Wind Turbine Installation Vessels (WTIV) have a significant importance for the installation and maintenance of offshore wind farms. For a range of water depth, wind turbines will require a fixed foundation which can be installed with a jack up vessel. Jack up leg and jacking system design had been traditionally governed around consideration of the fully elevated condition, called also as survival condition.

Industry, nonetheless, had seen various leg and jacking system damages happening in transient phases (more often during semi-submerged condition) whether elevating or lowering legs for installation or maintenance duties at the required locations. The semi-submerged condition is a geometrical configuration where legs are attached to the seabed with a specific leg penetration and with the hull partially immersed. During this condition the exposure to wave loads, current loads, wind, and soil-leg interaction exposes the structure to high non-linear effects which worsen with large hull drifts, structure flexibility and dynamic effects.

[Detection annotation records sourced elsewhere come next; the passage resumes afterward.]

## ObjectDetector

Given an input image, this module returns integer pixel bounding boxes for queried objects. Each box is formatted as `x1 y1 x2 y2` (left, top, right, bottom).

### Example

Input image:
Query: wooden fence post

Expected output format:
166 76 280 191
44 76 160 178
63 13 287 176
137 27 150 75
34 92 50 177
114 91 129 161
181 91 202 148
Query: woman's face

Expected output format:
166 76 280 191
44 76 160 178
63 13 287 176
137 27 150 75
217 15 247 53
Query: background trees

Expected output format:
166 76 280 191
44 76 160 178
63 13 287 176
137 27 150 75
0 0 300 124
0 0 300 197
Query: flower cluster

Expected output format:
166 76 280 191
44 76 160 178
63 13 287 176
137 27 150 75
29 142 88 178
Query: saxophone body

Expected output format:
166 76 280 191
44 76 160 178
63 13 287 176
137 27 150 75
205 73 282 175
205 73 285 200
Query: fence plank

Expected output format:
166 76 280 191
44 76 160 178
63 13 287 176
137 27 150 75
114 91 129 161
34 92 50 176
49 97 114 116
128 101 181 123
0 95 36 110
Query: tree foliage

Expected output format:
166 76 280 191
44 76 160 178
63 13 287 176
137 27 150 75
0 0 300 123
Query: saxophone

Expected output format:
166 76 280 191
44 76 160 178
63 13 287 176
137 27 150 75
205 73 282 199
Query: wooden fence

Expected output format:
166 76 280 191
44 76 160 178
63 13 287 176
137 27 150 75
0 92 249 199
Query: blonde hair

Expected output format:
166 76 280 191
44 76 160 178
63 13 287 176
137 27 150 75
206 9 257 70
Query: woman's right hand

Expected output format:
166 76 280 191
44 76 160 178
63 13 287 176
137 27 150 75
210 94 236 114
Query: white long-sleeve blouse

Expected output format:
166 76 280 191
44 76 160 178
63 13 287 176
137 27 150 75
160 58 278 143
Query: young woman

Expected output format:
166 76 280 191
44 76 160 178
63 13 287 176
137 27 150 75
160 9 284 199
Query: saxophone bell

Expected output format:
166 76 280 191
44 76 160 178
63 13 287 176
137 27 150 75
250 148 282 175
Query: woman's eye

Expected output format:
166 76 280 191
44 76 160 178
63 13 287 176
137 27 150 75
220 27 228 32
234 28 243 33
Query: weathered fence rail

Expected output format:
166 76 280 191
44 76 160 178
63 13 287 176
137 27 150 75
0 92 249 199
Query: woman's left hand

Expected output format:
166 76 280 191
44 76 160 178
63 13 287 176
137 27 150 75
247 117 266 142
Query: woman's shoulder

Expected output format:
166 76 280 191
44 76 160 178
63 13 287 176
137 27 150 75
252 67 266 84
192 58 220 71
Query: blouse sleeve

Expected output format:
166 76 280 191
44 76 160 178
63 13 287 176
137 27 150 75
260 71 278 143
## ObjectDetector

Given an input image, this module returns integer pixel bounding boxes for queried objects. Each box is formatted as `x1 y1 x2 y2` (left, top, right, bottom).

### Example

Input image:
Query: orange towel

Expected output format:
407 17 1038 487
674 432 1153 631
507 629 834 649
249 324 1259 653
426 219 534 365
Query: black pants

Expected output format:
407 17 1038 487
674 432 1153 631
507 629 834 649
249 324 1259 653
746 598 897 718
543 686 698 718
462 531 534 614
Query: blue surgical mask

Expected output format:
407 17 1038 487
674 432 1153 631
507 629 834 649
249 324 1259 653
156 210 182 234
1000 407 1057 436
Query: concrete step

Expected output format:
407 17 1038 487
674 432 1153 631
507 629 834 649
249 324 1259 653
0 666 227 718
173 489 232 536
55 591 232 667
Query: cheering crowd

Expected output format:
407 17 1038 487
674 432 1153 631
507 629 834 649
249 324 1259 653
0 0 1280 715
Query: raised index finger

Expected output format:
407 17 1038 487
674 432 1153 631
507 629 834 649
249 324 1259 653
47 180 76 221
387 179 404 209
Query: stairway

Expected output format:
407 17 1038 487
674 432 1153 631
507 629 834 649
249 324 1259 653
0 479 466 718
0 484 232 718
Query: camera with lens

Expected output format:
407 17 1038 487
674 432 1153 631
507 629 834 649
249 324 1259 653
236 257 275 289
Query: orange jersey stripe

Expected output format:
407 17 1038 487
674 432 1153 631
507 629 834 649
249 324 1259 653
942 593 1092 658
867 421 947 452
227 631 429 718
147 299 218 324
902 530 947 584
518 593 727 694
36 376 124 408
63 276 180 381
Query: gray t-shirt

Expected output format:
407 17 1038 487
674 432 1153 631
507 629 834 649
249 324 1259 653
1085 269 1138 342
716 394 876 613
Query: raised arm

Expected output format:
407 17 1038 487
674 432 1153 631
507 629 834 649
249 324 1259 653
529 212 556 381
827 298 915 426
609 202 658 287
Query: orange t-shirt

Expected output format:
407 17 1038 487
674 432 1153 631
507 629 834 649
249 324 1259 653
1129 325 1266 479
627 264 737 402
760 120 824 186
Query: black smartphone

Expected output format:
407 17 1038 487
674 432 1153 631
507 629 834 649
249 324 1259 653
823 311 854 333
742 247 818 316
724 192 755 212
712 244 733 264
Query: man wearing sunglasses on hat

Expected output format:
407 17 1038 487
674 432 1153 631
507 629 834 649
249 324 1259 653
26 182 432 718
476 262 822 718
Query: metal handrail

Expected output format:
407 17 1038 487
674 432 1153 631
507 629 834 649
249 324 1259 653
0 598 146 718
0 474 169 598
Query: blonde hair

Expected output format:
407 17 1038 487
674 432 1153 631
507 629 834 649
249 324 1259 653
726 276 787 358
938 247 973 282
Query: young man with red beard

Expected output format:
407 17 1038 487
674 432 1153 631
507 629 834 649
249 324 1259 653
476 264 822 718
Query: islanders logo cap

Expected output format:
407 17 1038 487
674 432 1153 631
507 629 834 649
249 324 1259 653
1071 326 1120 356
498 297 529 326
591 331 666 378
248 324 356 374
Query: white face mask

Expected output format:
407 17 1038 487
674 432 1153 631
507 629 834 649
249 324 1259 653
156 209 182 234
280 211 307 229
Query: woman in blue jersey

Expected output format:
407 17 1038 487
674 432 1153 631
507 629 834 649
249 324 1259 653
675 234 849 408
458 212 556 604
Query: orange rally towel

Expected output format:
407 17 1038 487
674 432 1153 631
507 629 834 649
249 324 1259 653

Such conditions are not commonly covered by class societies or well acknowledged by designers. This transient phase is important for the vessel operation and depending on the environmental conditions it will be possible to become the governing design load case for some elements of the leg, jack up system, or other vessel components.

Knowing the global behave of the structure and the stress distribution during such conditions will allow the preparation of better designs, so analysis should be dedicated and delicately performed. To demonstrate the importance and risk associated, a study for the global response of WTIV in semi-submerged condition is performed characterizing the global behave of the structure and comparing it against the common design load case, the survival condition in extreme response.

A simplified structural model of a WTIV is used. Subsequently a CFD Hydrodynamic analysis coupled with a FE solver is performed to verify load increments during exposure to different sea states in the conditions mentioned. The analysis proposed is a Deterministic Linear QuasiStatic analysis where dynamic effects are modelled by modifying the FE model with additional inertial loads acting on the hull center.

Inertial wave loads acting on the body are determined by Potential Flow Theory solving the diffractive potential. Pressure distribution around the hull is calculated applying Panel Method with direct numerical integration over the surface. Additionally, Morison formulation is used to determine drag forces acting on the legs and later applied and solved on the FE model. Current profile is modelled as a constant of 5 m/s along the sea bed, used for drag linearization.

Different geometrical configurations of the semi-submerged condition are investigated by varying the water depth. The structure response is characterized: verifying the dynamic effects of the structure for the semi-submerged condition, comparing the structure response against the survival condition, varying the percentage of weight carried by the legs during the transient phase. Cases are evaluated and reported where hull displacements, base shear, vertical forces and overturning moment are reported for every case.

The study resulted in some interesting findings and discernments. It is uncovered that the semisubmersible condition represents a high risk operational condition that should be considered during the vessel design to reduce operational risk.